Gonna see how much weeding I can do in the next three days to prepare! Yesterday I did the top area, and planted a dozen Nassella tenuissima too. Today is too rainy... try again tomorrow.

Thursday, March 7, 2019

Plant Profile: Yucca "Blue Boy"

Latin name: Yucca desmettiana ("YOU-ca dez-met-ee-AH-nah")
Common name: Yucca "Blue Boy"
Originally from: It doesn't exist in the wild!
Blooms: It blooms July-August with large clusters of waxy, translucent white, pendulous blooms.
Light: Full sun to part shade
Water: Rain is plenty.
Height x width: 4'-6' x 3'-5'
Zones: 7-10
Where to find in P. Garden: We have a group of these at PG in the middle back bed, around from the bench.

You know we love Yuccas, and this one is a fabulous new plant to the trade. While it's been called a
hybrid of Yucca desmetiana, it's also been described as Yucca aloifolia "Purpurea" and I am starting to wonder about that. I have some at home which I got from different places - one set has that very stiff, dagger-like leaf that Y. aloifolia has, although these are much smaller plants so far than the rest of my group. The rest of them have a softer, curving, leathery leaf that won't kill you. We'll see what happens...
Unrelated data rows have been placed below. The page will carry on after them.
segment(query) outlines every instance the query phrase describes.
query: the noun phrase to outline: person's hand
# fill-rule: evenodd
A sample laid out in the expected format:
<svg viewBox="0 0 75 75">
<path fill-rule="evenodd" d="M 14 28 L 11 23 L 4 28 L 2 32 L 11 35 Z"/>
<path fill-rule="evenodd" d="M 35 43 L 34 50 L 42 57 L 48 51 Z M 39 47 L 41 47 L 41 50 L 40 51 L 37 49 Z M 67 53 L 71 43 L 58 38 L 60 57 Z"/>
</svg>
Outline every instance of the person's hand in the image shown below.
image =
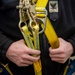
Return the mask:
<svg viewBox="0 0 75 75">
<path fill-rule="evenodd" d="M 33 55 L 37 55 L 34 57 Z M 40 51 L 28 48 L 24 40 L 19 40 L 10 45 L 6 57 L 17 66 L 29 66 L 40 59 Z"/>
<path fill-rule="evenodd" d="M 63 40 L 62 38 L 59 38 L 59 43 L 59 48 L 49 48 L 49 56 L 51 57 L 52 61 L 65 63 L 67 59 L 72 55 L 73 47 L 69 42 Z"/>
</svg>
The variety name is misleading too - it's not blue. But it is a superb maroonish-purple and that's unusual in Yuccas.

Over time, it reaches 4 to 6 feet high and up to 5 feet wide, with several stems - but it's a slow grower. In most climates the stems will grow straight upwards, but they may also swerve and meander a bit before turning upwards. We can't wait to see what ours do. Right now they appear like a huddle of Cousin Its from the Addams Family !
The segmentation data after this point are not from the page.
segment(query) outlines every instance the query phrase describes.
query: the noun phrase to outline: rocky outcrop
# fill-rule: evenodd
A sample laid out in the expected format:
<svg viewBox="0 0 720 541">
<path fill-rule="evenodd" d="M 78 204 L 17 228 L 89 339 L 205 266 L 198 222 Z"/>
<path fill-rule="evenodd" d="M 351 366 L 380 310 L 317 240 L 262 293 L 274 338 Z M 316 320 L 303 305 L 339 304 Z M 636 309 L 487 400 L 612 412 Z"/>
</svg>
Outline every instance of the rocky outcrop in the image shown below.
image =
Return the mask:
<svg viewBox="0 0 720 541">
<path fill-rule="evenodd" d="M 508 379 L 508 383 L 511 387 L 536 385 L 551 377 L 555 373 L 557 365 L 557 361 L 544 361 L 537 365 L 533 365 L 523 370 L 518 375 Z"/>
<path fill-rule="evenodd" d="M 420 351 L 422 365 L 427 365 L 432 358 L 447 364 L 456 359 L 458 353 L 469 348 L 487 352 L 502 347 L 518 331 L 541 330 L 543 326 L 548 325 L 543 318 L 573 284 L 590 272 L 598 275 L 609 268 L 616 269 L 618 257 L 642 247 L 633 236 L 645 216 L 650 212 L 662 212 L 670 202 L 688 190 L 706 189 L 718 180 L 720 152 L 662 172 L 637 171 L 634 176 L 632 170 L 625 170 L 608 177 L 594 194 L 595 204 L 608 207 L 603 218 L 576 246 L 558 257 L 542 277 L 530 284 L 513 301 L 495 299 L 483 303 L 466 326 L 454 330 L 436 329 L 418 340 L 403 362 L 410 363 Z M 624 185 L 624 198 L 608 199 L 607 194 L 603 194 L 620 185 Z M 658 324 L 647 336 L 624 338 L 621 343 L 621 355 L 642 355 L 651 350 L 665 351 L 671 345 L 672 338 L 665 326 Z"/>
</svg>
This plant thrives best in hot, dry climates, but it's adaptable. They say it's not bothered by humidity but I have noticed that the foliage color may vary with the weather, being more blue-green at the coast and yellowish inland. Deer steer clear of this perennial, and periods of drought will not faze it.

Monday, March 4, 2019

Rain didn't stop us!

John vs fennel!
Saturday’s volunteer workday was a surprise: it didn’t rain! Apparently I was super busy the whole time as I didn’t get many photos, but John, Josh, Chris, Matt and my parents made a big dent in the task list.

John weeded fennel. That’s a serious job - you can cut the tops off easily enough but you really need to dig them out, roots and all, to kill them. And boy do they have roots! John was not daunted.

Matt and Josh planted three gorgeous Nolina nelsoniis at the north end of the garden. This is a new genus for us - hope they do really well in that super-dry spot. I mean, super dry later in the year, obvs...

Nolina nelsonii
Chris cut down a whole tree (Acacia stenophylla) with a small handsaw. The poor thing was leaning right over and there was no way to straighten it up. Happily it had a sprout at the base, so he staked that up to regrow.

And my parents planted a couple dozen Artemisia “Powis Castle” and Euphorbia wulfenii in various spots.

I weeded away madly and pulled up as many Malvas as possible - the ground is so soft they’re coming up easily so it’s a great time to pull them out.